Published November 15, 2025
Displaced Sudanese gather after fleeing Al-Fashir city in Darfur, in Tawila, Sudan on October 29 in this still image taken from a Reuters’ video. — Reuters
Displaced Sudanese gather after fleeing Al-Fashir city in Darfur, in Tawila, Sudan on October 29 in this still image taken from a Reuters’ video. — Reuters

More than half of Sudan’s population is in need of humanitarian aid, the head of the Danish Refugee Council told AFP, as fighting ravages the northeast African nation.

Since breaking out in April 2023, the war between Sudan’s army and the paramilitary Rapid Support Forces (RSF) has killed tens of thousands of people, displaced nearly 12 million and triggered one of the world’s worst humanitarian crises.

“We see a situation where more than 30m people are in need of humanitarian assistance. That is half of the population of Sudan,” Danish Refugee Council Secretary General Charlotte Slente told AFP by phone this week after a visit to a border region in neighbouring Chad.

“The suffering we see is unimaginable.”

Sudan had a population of around 50m people in 2024, according to the World Bank.

The aid official’s comments came after a field visit to an area in Chad that borders Sudan’s western Darfur region, which has seen fierce fighting of late.

Violence has escalated dramatically in recent weeks, with the RSF seizing control of the key town of El-Fasher — the army’s last stronghold in Darfur — after an 18-month siege and reports of atrocities multiplying.

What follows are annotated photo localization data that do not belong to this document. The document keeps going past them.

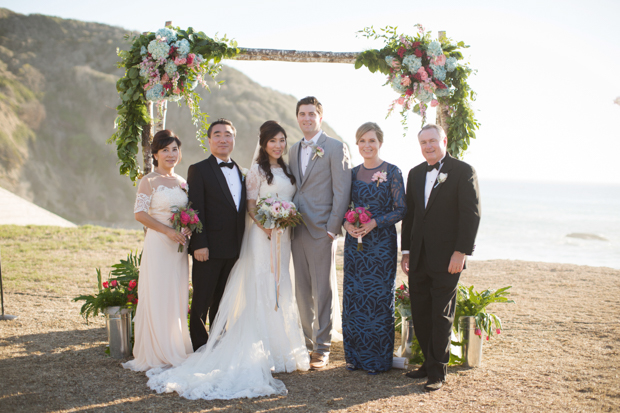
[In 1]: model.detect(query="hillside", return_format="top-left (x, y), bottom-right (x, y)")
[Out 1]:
top-left (0, 8), bottom-right (342, 228)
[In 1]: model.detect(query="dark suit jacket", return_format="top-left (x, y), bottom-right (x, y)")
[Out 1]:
top-left (401, 154), bottom-right (481, 272)
top-left (187, 155), bottom-right (246, 259)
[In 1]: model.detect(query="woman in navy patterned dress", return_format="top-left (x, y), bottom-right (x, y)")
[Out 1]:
top-left (343, 122), bottom-right (407, 374)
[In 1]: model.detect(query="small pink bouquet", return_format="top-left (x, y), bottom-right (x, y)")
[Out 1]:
top-left (255, 194), bottom-right (304, 236)
top-left (344, 202), bottom-right (373, 251)
top-left (170, 203), bottom-right (203, 252)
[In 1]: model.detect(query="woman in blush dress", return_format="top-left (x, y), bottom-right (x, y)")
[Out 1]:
top-left (123, 130), bottom-right (193, 371)
top-left (144, 120), bottom-right (309, 400)
top-left (342, 122), bottom-right (407, 374)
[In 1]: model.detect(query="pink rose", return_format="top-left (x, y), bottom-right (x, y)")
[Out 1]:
top-left (401, 76), bottom-right (411, 87)
top-left (191, 214), bottom-right (199, 224)
top-left (397, 97), bottom-right (405, 106)
top-left (432, 55), bottom-right (446, 66)
top-left (180, 211), bottom-right (190, 225)
top-left (417, 67), bottom-right (428, 81)
top-left (173, 88), bottom-right (181, 95)
top-left (174, 56), bottom-right (187, 65)
top-left (110, 280), bottom-right (118, 288)
top-left (345, 211), bottom-right (357, 223)
top-left (399, 284), bottom-right (405, 290)
top-left (129, 280), bottom-right (137, 290)
top-left (186, 53), bottom-right (195, 66)
top-left (359, 213), bottom-right (370, 224)
top-left (474, 328), bottom-right (482, 336)
top-left (486, 336), bottom-right (490, 341)
top-left (430, 100), bottom-right (439, 108)
top-left (355, 207), bottom-right (365, 215)
top-left (102, 281), bottom-right (109, 289)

“There are violations that cross all international humanitarian laws,” she added. Slente said the NGO had seen evidence of mass killings and sexual violence in Sudan.

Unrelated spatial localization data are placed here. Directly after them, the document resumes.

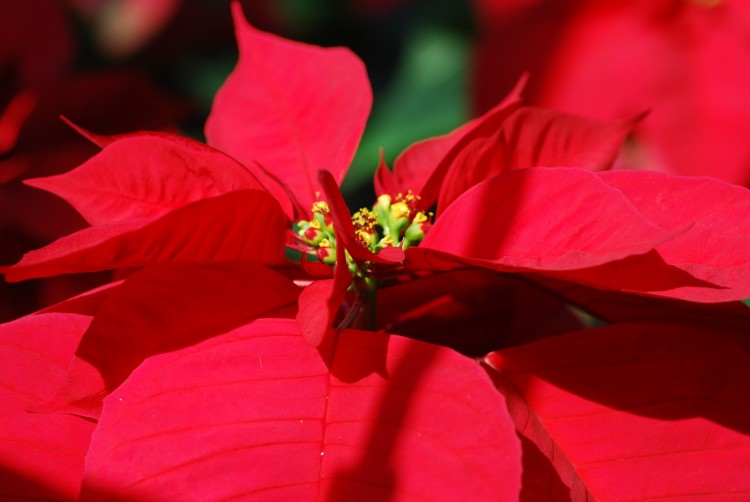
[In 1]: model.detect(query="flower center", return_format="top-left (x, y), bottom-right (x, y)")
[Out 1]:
top-left (295, 190), bottom-right (432, 267)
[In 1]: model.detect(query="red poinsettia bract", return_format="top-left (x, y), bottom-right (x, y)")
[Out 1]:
top-left (0, 0), bottom-right (186, 321)
top-left (472, 0), bottom-right (750, 185)
top-left (2, 3), bottom-right (750, 500)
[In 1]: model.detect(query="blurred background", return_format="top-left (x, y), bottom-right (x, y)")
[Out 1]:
top-left (2, 0), bottom-right (749, 320)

“We see detentions, we see abductions, forced displacement and torture,” she said.

She accused the international community of not doing enough.

“Statements have a very limited impact both on the ongoing humanitarian needs on the ground, and they have not been able to stop the violence,” she said.

She warned that there were other cities still under siege that were not receiving the same level of attention.

The town of Babanusa, the last army stronghold in West Kordofan state, has been under siege for several months, as have North Kordofan state capital El-Obeid and South Kordofan’s Kadugli and Dilling.

“The international community must stop managing the consequences of this conflict and must start preventing the atrocities,” said Slente.